The death tax is immoral and should be eliminated, not negotiated down from an insane 55% to the merely obscene 35%. Making the argument that keeping the tax at 35% is a victory because the democrats wanted 55% is like a man who cuts off his right arm and then says, “well it could have been worse; I could have cut off both arms.” Using the opportunity of a person’s death to tax the fruit of their labor yet again is nothing less than government confiscation of private property. The government has already had their bite at the apple. Taking another big bite on the occasion of one’s demise is like crashing the wake and eating the food brought for the family.

The repeal of “don’t ask, don’t tell” is predictably being hailed as a civil rights win for homosexuals.

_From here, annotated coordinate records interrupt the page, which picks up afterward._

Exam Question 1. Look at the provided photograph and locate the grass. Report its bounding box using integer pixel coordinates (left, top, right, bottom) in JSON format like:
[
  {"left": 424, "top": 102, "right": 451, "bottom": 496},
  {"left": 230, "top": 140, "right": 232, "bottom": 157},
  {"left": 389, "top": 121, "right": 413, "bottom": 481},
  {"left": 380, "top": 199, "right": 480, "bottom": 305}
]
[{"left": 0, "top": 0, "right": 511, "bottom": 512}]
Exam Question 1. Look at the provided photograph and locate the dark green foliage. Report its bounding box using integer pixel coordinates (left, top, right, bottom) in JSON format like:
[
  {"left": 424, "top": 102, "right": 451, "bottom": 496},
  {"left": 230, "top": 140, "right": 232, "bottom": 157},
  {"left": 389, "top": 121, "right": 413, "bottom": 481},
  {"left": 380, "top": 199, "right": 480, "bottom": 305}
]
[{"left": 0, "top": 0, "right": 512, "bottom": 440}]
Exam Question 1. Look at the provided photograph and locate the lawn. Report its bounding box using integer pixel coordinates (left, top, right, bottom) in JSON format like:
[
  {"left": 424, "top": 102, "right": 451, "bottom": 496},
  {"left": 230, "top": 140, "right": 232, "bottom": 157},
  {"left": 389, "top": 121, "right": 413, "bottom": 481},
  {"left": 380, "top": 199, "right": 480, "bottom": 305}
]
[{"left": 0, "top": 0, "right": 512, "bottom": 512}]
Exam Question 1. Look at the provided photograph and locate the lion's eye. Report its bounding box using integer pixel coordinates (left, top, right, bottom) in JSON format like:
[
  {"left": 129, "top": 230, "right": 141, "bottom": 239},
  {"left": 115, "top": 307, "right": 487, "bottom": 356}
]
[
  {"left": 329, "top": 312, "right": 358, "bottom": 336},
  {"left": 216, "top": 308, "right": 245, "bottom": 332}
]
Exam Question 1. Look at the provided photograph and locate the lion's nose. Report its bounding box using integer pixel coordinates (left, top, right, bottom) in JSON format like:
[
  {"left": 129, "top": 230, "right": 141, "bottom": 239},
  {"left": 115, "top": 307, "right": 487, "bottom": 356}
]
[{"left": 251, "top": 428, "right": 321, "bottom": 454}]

Only in a culture that has become totally corrupt could sexual preference be elevated to the level of a civil right. Writing for Newsweek’s Education Site, Chip Somodevilla advances the idea that the whole debate about “gays in the military” is absurd because gays have been serving with distinction in the military for years. Somodevilla writes, “Of those who believed they had served with gays, 92 percent told the Pentagon survey that their presence had not affected the unit.” I’m sure that is true in an environment where expressing their homosexuality openly would get them booted from the barracks. It will be interesting to see what percentage of the military believes all is well after a few years of a policy that allows open homosexuality. Will the same rules that apply to heterosexuals concerning adultery and improper relationships between officers and enlisted members apply to homosexuals? How will the open expression of intimate, intensely emotional relationships affect the moral and cohesiveness of a unit? These are questions that would be unnecessary if DADT could have survived this lame duck session.

At least the “Dream Act” was sent to the back of the line to wait for a secured border and a comprehensive overhaul of our immigration policy and the pork laden Omnibus Spending bill was dispatched to simmer in the BBQ pit. The fact that underage illegals end up in this country because of the decision of their parents should be taken into consideration in any comprehensive look at our immigration policy. But dealing with them separately as a last minute, hail Mary pass that amounts to the start of a piecemeal immigration policy designed as a political payback to Hispanics in Nevada for ensuring Senator Reid’s reelection is ludicrous. The mere discussion of a $1.1 trillion spending bill when the country is already teetering on the verge of a total economic collapse speaks for itself.

As I write this column, the lame duck Congress is regrettably still in session. Yet to be decided is the fate of the disastrous START treaty, perpetual healthcare for 911 rescuers, and a showdown over net neutrality rules. Lame or not this Congress appears determined to make common sense a dead duck.

Dr. Tony Beam is Vice-President for Student Services and Director of the Christian Worldview Center at North Greenville University in Tigerville, South Carolina.